Físicos descobrem o primeiro buraco negro de sistema triplo
E a estrela mais distante, conectada por um fio ao par central, sugere uma origem extraordinária para esse trisal cósmico.
Tom Jobim cantava, em “Wave”, que é “impossível ser feliz sozinho”. Muitos dos buracos negros que já foram detectados por cientistas parecem concordar, já que eles vagam por aí com pares inseparáveis.
Esses sistemas binários são compostos de um buraco negro e um segundo objeto, que pode ser uma estrela comum, uma superdensa estrela de nêutrons ou, até mesmo, outro buraco negro.

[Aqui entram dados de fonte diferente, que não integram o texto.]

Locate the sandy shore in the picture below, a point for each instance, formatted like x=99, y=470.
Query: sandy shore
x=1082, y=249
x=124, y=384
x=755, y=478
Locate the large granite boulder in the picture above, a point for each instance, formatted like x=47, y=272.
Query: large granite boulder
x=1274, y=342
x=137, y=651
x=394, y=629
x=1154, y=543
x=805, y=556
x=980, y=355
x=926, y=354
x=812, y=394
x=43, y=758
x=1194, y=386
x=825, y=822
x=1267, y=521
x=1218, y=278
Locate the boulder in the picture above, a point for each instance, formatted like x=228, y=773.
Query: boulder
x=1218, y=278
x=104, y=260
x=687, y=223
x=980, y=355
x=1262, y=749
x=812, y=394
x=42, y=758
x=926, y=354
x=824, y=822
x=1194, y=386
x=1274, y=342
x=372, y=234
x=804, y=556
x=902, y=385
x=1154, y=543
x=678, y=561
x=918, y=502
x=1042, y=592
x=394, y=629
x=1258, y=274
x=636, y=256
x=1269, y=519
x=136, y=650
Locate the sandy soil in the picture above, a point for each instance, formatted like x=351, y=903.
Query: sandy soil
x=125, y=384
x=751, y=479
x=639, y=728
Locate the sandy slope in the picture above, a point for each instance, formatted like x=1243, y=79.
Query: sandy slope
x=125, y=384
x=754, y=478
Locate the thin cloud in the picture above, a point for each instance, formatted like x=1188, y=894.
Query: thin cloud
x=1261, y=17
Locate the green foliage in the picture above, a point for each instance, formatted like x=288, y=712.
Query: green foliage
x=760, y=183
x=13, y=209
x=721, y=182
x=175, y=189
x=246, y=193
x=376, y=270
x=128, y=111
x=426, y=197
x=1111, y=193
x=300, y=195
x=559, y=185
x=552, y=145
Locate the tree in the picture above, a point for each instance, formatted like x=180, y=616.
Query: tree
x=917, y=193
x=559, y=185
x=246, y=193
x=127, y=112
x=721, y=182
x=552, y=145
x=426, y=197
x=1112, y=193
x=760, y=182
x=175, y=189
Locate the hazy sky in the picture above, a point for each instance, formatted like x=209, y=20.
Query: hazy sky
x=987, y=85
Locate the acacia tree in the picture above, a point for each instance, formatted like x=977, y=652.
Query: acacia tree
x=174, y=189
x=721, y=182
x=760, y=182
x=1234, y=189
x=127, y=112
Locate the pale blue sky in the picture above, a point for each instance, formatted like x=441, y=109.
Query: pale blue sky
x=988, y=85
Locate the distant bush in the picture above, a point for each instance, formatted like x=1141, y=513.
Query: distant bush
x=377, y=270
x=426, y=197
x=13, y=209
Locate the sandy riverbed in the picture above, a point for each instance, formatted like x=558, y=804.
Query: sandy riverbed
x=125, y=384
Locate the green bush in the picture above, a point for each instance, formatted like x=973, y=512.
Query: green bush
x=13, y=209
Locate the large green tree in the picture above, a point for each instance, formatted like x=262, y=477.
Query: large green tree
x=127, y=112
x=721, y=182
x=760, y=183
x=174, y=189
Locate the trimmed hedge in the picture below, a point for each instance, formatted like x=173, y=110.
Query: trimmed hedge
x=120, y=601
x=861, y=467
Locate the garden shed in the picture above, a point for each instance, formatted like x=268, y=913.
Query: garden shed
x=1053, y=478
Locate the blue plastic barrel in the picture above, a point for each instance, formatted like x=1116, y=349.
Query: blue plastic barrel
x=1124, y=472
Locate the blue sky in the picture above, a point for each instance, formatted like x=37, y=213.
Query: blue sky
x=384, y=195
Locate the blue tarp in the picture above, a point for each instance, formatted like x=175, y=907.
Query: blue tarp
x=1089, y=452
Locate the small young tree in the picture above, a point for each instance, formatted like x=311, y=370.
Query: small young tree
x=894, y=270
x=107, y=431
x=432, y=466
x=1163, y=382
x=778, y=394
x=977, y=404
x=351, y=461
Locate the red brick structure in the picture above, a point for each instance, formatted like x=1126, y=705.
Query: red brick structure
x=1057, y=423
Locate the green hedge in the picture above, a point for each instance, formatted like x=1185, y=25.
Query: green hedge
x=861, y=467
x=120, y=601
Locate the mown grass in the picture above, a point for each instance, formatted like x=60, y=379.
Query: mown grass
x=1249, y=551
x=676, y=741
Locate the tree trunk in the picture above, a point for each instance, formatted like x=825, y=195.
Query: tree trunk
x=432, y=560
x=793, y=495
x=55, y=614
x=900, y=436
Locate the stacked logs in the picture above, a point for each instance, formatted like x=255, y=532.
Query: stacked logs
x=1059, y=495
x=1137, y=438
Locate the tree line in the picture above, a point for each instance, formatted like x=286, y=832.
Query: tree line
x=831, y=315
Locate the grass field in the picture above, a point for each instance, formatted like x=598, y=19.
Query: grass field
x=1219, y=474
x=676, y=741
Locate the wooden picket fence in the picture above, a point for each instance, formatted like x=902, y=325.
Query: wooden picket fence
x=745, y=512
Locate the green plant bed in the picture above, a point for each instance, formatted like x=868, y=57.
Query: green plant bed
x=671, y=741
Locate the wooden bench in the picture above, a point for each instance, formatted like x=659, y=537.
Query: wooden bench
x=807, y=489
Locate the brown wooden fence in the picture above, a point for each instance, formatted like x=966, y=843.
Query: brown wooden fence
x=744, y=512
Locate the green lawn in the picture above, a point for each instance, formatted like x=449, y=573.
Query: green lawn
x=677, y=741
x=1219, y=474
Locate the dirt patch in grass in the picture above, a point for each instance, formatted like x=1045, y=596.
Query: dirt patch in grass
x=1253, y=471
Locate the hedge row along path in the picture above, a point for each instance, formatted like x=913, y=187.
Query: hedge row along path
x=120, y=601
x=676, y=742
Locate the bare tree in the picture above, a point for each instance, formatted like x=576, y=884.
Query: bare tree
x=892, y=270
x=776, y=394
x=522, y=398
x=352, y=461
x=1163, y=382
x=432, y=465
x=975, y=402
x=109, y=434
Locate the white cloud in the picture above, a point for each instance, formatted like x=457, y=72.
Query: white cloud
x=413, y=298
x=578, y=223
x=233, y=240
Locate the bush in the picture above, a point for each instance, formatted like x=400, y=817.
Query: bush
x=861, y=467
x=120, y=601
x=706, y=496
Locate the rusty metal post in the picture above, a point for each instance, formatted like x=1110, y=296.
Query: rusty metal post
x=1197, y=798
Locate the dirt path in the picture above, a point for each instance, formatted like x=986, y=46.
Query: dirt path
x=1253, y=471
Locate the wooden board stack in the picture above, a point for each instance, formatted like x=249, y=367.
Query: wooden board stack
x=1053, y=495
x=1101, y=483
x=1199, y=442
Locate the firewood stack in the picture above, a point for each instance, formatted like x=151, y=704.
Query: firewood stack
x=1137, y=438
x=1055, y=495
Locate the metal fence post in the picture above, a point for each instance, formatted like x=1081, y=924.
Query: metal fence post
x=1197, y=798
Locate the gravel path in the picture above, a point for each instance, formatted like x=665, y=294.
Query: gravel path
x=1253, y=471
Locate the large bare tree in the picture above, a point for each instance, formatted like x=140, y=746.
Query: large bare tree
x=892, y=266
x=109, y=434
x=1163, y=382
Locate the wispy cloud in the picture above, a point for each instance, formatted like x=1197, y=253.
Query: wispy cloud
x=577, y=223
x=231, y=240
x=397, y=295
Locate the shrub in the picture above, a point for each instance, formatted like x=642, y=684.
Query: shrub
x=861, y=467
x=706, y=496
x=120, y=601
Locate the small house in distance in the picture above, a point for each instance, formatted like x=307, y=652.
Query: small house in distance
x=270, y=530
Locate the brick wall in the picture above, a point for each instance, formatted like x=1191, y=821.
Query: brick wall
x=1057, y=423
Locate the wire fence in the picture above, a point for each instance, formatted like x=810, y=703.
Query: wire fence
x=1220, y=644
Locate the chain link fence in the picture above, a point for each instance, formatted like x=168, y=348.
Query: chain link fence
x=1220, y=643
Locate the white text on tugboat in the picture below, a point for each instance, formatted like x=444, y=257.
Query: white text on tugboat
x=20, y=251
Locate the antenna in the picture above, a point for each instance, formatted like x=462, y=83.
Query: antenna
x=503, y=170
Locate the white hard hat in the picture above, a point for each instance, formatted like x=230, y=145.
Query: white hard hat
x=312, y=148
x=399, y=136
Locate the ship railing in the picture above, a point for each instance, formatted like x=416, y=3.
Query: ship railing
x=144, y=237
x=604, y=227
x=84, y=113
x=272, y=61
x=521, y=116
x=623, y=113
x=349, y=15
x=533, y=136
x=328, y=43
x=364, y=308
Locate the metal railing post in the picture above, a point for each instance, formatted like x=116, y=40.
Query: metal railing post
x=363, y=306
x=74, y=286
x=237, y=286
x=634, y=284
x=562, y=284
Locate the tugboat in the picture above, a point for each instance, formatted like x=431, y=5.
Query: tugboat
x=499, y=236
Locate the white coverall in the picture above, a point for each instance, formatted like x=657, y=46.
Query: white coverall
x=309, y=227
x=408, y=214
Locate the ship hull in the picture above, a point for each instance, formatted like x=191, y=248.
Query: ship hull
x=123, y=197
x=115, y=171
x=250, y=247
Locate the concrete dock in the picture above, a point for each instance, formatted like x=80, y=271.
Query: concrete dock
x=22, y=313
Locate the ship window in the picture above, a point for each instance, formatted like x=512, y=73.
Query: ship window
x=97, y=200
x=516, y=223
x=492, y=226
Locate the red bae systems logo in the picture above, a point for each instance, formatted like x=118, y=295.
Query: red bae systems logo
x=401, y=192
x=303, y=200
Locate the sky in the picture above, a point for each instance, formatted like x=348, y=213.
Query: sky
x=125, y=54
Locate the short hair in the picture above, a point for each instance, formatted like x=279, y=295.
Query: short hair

No sistema, os dois objetos se movem em espiral, um ao redor do outro, como um cãozinho perseguindo o próprio rabo sem jamais pegá-lo. O buraco negro pode consumir lentamente material de seu par.
Agora, uma equipe de físicos do MIT e do Instituto de Tecnologia da Califórnia (Caltech), nos EUA, descobriu o primeiro buraco negro de sistema triplo, quase sem querer.
No estudo publicado na Nature, eles descrevem um sistema localizado na nossa Via Láctea com duas estrelas, uma mais próxima e outra mais distante, ambas orbitando o mesmo buraco negro.
Como isso aconteceu
É um trisal, e o relacionamento é tóxico. O buraco negro no centro do sistema está consumindo uma estrela pequena, que completa uma volta em torno dele a cada 6,5 dias.
O buraco em questão já era conhecido: é o V404 Cygni, um dos primeiros objetos a ser confirmado como um buraco negro, localizado a uma distância de 8.000 anos-luz da Terra. A novidade é que ele é acompanhado.
Olhando para ele, sem esperar encontrar nada de novo num sistema já extensivamente estudado, os cientistas se surpreenderam ao perceber um terceiro elemento: uma estrela muito mais distante, mas que mesmo assim está orbitando o mesmo buraco negro.
Ela fica a uma distância segura, suficiente para não ser devorada. Essa órbita demora bem mais: são 70 mil anos para completar uma volta.
Buracos negros com massa estelar surgem de supernovas, a ejeção violenta das camadas externas de uma estrela de grande massa, que marca o fim da fusão nuclear em seu núcleo. Essa última liberação de energia e luz precede o colapso gravitacional e a formação da singularidade.
Normalmente, essa explosão manda para longe qualquer objeto que esteja ligado de uma forma meio frouxa à estrela. A segunda estrela, a uma distância equivalente a cem vezes a que há entre Plutão e o Sol, não devia ter continuado por ali, sob influência da atração gravitacional do buraco negro.
A hipótese dos físicos, depois de milhares de simulações computacionais, é de que esse buraco negro do sistema V404 Cygni tenha se formado de um jeito diferente, por meio do que se denomina “colapso direto”.
Isso significa que a estrela teria implodido, sem fazer toda a bagunça cósmica de uma supernova. Uma origem mais gentil para um buraco negro, segundo os astrônomos– que pode abrir espaço para novas pesquisas e descobertas na área.
Buraco negro idoso
Mas como os cientistas sabem que essa segunda estrela, apesar de distante, realmente está ligada ao buraco negro?
Com a ajuda do satélite Gaia, que rastreia o movimento de todas as estrelas da Via Láctea desde 2014, eles perceberam que as duas estrelas do sistema se moviam em conjunto. Sem a influência do buraco negro, a probabilidade de isso acontecer seria de uma em dez milhões. Ou seja: não é uma coincidência.
A descoberta do sistema triplo também foi útil para descobrir a idade do buraco negro. A estrela mais distante tem cerca de 4 bilhões de anos. Ela está entrando na fase de gigante vermelha, mais próxima do fim de sua vida. O sistema completo, portanto, deve ter a mesma idade.